TWO locomotives on the Gloucestershire Warwickshire Steam Railway are celebrating birthdays over the weekend of September 14-15.

Both were built at the Great Western Railway’s works at Swindon; locomotive 4270 having reached its centenary while 7903 was built in 1949.

4270 was one of 105 tank locomotives designed by G J Churchward and introduced in 1910.

They were designed to handle heavy mineral traffic over relatively short distances and most, including 4270, which was completed in 1919, were put to work handling coal trains weighing up to 1,000 tons from the South Wales mines to the ports.

So successful were they that many lasted until the end of Western Region steam in the mid-1960s.

After being withdrawn in 1962, 4270 was consigned to the scrapyard at Barry in South Wales, leaving for restoration in 1985.

The engine is now a regular performer on the GWSR’s picturesque 14-mile line between Cheltenham Racecourse and Broadway.
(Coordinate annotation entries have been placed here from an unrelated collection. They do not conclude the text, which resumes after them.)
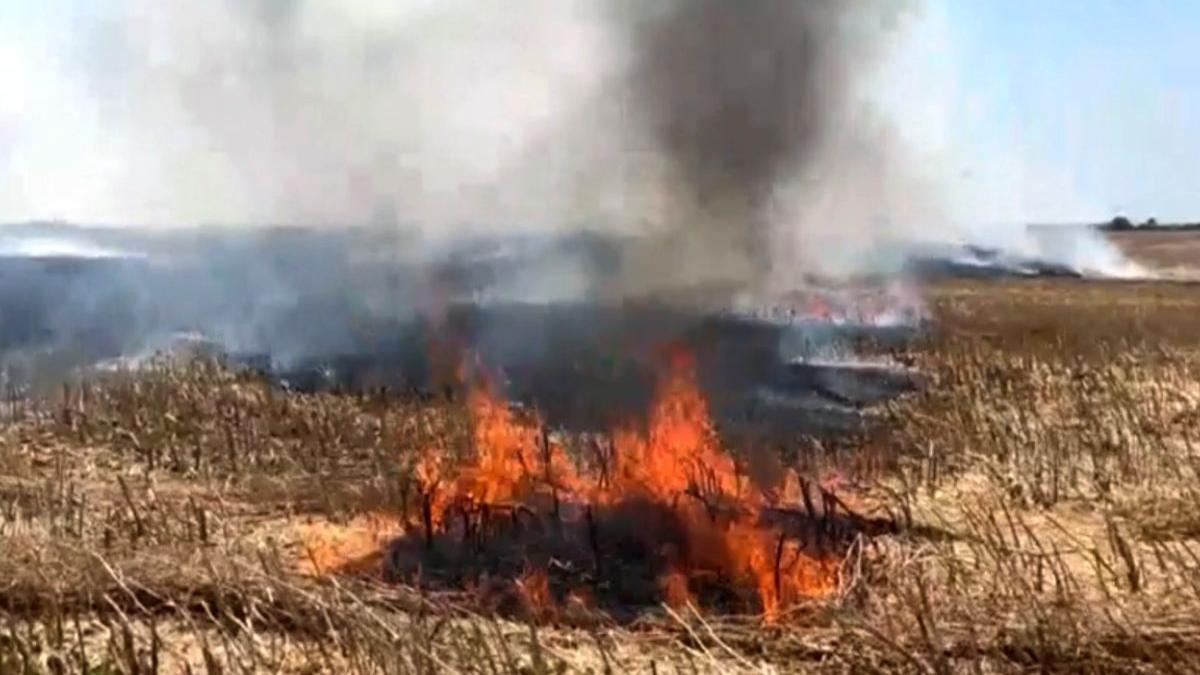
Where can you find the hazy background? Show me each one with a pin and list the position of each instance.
(441, 115)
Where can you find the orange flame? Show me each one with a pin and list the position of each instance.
(676, 461)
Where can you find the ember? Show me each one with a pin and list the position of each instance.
(649, 514)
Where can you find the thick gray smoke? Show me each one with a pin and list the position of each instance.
(737, 95)
(755, 106)
(687, 120)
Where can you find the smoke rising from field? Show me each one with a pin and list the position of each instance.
(688, 119)
(741, 97)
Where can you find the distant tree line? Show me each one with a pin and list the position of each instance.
(1121, 223)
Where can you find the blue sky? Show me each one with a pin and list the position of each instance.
(1099, 99)
(1014, 109)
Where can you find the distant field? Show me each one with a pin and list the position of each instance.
(1168, 251)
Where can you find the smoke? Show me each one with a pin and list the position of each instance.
(713, 127)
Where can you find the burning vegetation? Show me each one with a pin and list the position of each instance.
(649, 513)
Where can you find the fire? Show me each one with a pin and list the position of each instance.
(667, 497)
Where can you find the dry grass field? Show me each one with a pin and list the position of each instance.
(1175, 252)
(1043, 488)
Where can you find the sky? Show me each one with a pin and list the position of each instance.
(1011, 111)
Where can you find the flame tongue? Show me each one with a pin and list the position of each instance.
(660, 514)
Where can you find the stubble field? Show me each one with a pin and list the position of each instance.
(1042, 488)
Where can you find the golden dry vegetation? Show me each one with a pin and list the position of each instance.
(1044, 481)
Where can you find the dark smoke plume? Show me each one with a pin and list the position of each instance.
(741, 96)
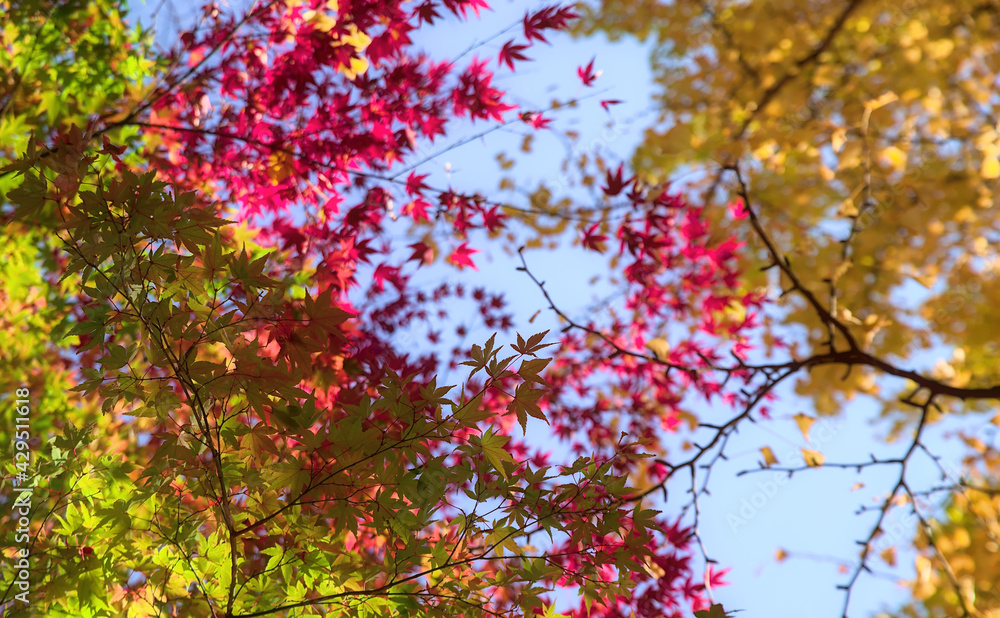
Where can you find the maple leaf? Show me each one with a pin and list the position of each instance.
(548, 18)
(587, 75)
(615, 182)
(415, 184)
(510, 52)
(592, 240)
(426, 12)
(461, 256)
(536, 120)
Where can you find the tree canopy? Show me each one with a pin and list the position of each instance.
(231, 391)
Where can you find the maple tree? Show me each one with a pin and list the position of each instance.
(202, 285)
(862, 138)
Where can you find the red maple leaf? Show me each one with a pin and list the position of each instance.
(510, 52)
(415, 184)
(536, 120)
(422, 252)
(587, 74)
(461, 256)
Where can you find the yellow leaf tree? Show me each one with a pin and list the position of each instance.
(863, 136)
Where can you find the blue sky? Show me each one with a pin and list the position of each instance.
(746, 519)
It has also visited a number of other heritage railways. The engine is one of just five of the class to have survived.

No 7903 Foremarke Hall is a modified Hall-class mixed traffic locomotive which was introduced in 1944, as a development of the earlier and successful Hall class.

Although the two classes looked much the same, the modifications produced a highly efficient design capable of handling everything from freight to fast express trains.

71 were built, the last few by British Railways following nationalisation, between 1948 and 1950.

The engine spent most of its life allocated to Old Oak Common and working trains out of London Paddington, on one occasion, handling a boat-train from Plymouth to Paddington and completing the journey in less than four hours.

This year, Foremarke Hall celebrates its 70th birthday. It was withdrawn from British Railways’ service in 1964, rescued from Barry Scrapyard in 1981 and restored on the Swindon and Cricklade Railway. It then moved to the GWSR in 2004.